Lloyd photographed me with the girls, and we exchanged addresses. I said I would send them international mailing coupons so they would not have to spend their allowance on stamps to write me. I gave them the last of my post-it notes, for I had nothing resembling a gift for them. Still, they were delighted; and so was I for having met them. They invited us to lunch, but Lloyd and I had to meet my group at Hanoi's "A Little Italian" restaurant. Waves and waves till we were out of sight.

I flagged down a cab after we'd walked a mile, an act which fascinated the hell out of me in Hanoi. Our guy deposited us at "A Little Italian" where a little postcard boy about ten years old asked if I would buy his cards. When I smiled and said no thank you, he put his hands on his hips and said, "What you want? You want to marry me?" and left me speechless.

Ah, Hanoi's premiere pizzaria! "A Little Italian" is a little expensive too, by Vietnamese standards. I was pretty leery of their version of Italian sausage.
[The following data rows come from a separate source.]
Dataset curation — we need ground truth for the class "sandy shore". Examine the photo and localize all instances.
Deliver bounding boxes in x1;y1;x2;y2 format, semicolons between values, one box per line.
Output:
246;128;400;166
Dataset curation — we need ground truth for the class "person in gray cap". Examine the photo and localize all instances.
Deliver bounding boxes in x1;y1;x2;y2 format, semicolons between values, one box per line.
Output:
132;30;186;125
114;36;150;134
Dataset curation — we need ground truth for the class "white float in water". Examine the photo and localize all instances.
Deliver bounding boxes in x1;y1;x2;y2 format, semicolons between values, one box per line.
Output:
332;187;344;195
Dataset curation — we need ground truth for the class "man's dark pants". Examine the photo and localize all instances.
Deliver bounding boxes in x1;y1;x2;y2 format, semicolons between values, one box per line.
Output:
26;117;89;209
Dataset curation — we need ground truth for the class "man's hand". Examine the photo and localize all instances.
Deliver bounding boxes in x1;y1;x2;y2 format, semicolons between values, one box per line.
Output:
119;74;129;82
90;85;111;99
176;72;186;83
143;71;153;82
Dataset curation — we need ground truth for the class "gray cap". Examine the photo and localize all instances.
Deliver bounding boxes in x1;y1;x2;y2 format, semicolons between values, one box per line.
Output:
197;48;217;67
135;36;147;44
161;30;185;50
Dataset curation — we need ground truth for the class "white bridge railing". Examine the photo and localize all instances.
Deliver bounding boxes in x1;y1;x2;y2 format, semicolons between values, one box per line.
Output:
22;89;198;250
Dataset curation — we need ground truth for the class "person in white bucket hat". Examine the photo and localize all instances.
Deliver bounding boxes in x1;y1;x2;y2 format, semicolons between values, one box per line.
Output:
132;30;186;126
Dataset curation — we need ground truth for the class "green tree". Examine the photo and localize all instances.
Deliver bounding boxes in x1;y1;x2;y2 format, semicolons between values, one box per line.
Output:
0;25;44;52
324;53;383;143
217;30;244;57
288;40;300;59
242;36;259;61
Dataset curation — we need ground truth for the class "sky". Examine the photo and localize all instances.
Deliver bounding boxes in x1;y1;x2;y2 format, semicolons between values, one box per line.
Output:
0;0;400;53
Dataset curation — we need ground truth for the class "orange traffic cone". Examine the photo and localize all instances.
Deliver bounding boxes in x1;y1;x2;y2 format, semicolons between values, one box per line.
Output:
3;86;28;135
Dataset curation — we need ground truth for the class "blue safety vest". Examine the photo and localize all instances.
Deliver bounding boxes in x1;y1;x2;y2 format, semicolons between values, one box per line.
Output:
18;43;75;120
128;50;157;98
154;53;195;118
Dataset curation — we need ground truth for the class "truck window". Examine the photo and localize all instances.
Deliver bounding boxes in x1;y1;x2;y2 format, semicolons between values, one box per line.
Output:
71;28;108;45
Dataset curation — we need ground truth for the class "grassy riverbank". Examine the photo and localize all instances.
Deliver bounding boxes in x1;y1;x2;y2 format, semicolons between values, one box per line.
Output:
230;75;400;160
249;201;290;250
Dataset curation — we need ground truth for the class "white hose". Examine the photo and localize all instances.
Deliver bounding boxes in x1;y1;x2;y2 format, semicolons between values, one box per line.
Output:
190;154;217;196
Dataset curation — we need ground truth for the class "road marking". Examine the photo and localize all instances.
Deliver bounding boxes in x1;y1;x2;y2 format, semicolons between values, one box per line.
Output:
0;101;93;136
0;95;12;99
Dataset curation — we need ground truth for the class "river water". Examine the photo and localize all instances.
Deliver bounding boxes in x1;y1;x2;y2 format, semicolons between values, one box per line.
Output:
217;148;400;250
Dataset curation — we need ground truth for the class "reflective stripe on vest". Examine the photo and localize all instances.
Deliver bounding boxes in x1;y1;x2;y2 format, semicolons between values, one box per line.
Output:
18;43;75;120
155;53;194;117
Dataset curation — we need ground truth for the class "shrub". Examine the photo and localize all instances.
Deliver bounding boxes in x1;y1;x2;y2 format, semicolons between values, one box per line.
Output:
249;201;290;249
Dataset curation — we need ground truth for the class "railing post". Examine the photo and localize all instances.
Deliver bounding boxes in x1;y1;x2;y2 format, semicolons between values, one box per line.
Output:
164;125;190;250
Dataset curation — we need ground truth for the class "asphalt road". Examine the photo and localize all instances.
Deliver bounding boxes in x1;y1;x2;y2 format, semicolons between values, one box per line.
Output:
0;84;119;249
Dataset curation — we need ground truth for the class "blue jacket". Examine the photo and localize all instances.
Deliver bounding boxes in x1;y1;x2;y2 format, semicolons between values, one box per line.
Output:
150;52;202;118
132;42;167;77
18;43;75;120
Hell, we don't know what's in it in the States much less Vietnam; and after a walk in the market, I decided the risk was not worth my poor guts.

I longed for a hot dog, but that conjures up new and vivid images when you're dining in Vietnam. Faint from lack of food, I wolfed down three slices of passable pizza. When you haven't seen anything resembling American food in three weeks, even its likeness tastes good.

Tom hired us a bunch of cyclos after lunch, and we had a tour of the city. It had turned hot and sunny; and with my full belly, I nearly got rocked to sleep in that baby-buggy-like seat, nodding periodically to my driver's incessant chatter, though I could not understand a word. I groaned when- ever we stopped and had to get out to look at the last statue of Lenin left in the world, a cathedral here, a citadel there, the grand Opera House.

The cyclo guys jacked the price up when our ride ended; and our guide Tuyet conducted a heated, arm-waving discussion with them, angry because they had made a deal earlier and had then broken it. Such is life. Used to be that they could con me into paying more than the going rate for a ride, but no way this time around. They'll go dongless before they try to pull that one over on me.

We had a goodbye dinner at the Indochine that night, complete with traditional music played for us in traditional dress. Tom asked us if we'd all gotten out of the trip what we wanted. I said, "Yessir and then some."

High points and low points. Hmmm. Peak excitement was Pleiku, despite its terror and frustration; but my high points were the montagnards of Pleiku and the elephant ride of Ban Me Thuot.

How to choose, though? Nearly everything was a high point. Bob's Nhatrang, going to Khe Sanh, sticking post-it notes on the montagnard kids, dreaming at night to the waves of the South China Sea. Too hard to choose. Low point? That was easy - not being able to escape Pleiku immediately. But even that turned out for the better.

I was glad to have my previous trip under my belt, which had done away with all the culture shock; so, I felt comfortable in Vietnam and far more flexible. I had seen all I wanted, done all I wanted. The only thing I mourned was having done it alone. Even in a group, still alone.

We rode the bus out of the Noi Bai Airport terminal to a Thai Airways plane on the patched tarmac. After it deposited us at the stairs to the plane, it drove off and backfired explosively, sending me flying into Schuyler's arms for cover.

The plane lifted off, and the lovely Thai stewardesses passed out steaming washclothes. I watched the rice paddies recede and felt a strange mix of emotions. Anticipation of an interminable trip home, a happy arrival at long last, yet a sadness saying goodbye to Vietnam. The place that had put me through things I'd never imagined possible when I'd set off nearly a month before. Terror like I'd never known when an old war came back to haunt. Yet finding so much beyond that war. Beauty and mysticism among Jarai graves and ornamented children materializing out of the hills.

There in Vietnam, I found a me that I never knew existed.

Even as I left it, it pulled me back. I think of it even now, scheming ways to return. I think the only answer is to get back on the horse that threw me - return to Pleiku, to what I hated worst and loved best about Vietnam.

That gossamer thread between the then and the now.